Figure 6: Beliefs about COVID-19 and responses
- Similarly, we find overall high levels of COVID-19 vaccine acceptance among respondents. However, Blacks and Hispanics are significantly more likely to express vaccine hesitancy than Whites. Other factors than had extremely strong associations with vaccine acceptance are political affiliation (Democrats being much more in favor of vaccines than Republicans or Independents), age (older respondents are more likely to favor taking the vaccine), and religiosity (the frequency of prayer is negatively associated with the willingness to take a COVID-19 vaccine).
Religious traditions represented: Participants included Christian (African American Protestant, Evangelical, Mainline Protestant, Roman Catholic, Mormon), Jewish (Reform, Orthodox), Buddhist, Hindu, Muslim, and Sikh Communities.*
* Buddhist, Muslim, and Sikh communities participated in leader interviews only.

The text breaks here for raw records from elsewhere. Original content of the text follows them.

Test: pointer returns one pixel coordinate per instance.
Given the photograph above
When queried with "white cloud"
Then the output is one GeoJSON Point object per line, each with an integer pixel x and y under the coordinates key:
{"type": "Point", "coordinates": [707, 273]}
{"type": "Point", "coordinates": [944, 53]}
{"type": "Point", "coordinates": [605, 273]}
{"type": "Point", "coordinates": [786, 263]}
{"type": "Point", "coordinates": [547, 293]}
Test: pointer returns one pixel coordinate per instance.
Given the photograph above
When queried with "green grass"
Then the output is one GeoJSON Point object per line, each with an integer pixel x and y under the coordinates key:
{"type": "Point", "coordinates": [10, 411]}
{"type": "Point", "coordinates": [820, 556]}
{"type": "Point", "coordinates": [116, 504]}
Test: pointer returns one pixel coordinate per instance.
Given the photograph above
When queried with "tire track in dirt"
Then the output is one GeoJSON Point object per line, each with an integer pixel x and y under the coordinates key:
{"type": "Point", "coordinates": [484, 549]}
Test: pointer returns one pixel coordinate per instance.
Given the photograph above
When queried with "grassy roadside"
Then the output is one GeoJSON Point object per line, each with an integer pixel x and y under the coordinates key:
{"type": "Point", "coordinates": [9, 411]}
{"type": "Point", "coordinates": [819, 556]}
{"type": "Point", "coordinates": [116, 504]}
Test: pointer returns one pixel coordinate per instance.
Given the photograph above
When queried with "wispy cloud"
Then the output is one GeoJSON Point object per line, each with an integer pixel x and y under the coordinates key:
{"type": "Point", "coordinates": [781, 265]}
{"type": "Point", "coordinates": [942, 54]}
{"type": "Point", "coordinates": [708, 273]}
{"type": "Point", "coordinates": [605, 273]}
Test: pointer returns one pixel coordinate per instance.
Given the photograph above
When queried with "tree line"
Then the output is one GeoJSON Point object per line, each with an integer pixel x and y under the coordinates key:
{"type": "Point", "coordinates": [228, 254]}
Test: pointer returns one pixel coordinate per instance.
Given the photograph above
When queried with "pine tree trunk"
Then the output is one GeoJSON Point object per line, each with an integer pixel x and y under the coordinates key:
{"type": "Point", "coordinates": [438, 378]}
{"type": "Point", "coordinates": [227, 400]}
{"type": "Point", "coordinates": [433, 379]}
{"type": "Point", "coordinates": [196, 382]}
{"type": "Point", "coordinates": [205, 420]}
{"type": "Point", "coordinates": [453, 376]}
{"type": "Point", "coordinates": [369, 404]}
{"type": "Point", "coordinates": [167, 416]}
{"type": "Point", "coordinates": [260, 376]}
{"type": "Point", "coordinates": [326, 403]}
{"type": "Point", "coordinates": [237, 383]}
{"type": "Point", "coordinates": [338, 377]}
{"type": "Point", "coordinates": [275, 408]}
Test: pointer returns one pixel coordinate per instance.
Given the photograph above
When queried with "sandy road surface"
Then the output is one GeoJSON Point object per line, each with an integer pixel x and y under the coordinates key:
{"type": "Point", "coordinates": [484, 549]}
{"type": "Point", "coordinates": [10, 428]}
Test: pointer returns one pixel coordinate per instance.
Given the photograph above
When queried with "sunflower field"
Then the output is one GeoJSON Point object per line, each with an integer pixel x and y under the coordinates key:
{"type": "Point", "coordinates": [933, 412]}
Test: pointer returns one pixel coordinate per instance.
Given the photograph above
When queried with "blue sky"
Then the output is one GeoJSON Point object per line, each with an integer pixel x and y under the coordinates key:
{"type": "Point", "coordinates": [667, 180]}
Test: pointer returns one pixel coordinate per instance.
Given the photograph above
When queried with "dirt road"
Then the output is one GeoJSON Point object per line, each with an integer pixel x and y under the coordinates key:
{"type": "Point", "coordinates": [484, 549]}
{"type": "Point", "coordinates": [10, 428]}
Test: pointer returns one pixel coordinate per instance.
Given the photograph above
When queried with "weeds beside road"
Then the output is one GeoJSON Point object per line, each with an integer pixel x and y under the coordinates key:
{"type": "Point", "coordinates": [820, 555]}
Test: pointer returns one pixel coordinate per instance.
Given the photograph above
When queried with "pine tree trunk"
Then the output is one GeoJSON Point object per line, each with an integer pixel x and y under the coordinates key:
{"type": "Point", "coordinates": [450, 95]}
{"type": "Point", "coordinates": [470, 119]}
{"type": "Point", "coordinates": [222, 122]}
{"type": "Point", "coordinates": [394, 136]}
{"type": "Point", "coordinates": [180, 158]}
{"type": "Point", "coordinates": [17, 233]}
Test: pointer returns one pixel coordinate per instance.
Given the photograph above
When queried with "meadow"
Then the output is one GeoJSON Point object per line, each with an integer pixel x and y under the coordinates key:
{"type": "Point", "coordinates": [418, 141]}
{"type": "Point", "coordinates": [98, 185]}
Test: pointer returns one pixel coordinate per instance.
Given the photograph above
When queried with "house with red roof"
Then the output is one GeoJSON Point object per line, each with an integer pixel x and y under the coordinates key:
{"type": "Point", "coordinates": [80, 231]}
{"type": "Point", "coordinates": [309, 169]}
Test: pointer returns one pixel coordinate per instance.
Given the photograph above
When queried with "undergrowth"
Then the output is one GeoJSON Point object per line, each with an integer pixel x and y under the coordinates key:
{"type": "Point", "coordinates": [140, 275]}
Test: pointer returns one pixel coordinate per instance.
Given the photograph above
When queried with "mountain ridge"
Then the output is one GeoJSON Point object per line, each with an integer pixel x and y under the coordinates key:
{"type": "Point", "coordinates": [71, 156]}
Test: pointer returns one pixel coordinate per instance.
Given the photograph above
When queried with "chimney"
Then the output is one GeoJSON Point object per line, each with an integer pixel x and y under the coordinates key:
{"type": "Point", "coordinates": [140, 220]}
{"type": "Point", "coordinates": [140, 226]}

Ours is not a nationally representative sample and results cannot be generalized to the national population. The samples, both before and during the pandemic, comprise predominantly female (around 65%), older (mean age of 60), educated (70-80% have at least a college degree), and long-term members of their communities (over 40% have been members in their congregation for 20 years or longer). However, faith leaders who participated in the study note that these demographics reflect the members who are regularly “in the pews,” or are the most active in their communities. So it is well-suited to inform us about patterns among urban/suburban religious populations.
This project was supported by grants from the H. E. Butt Foundation and the John Templeton Foundation (#61107).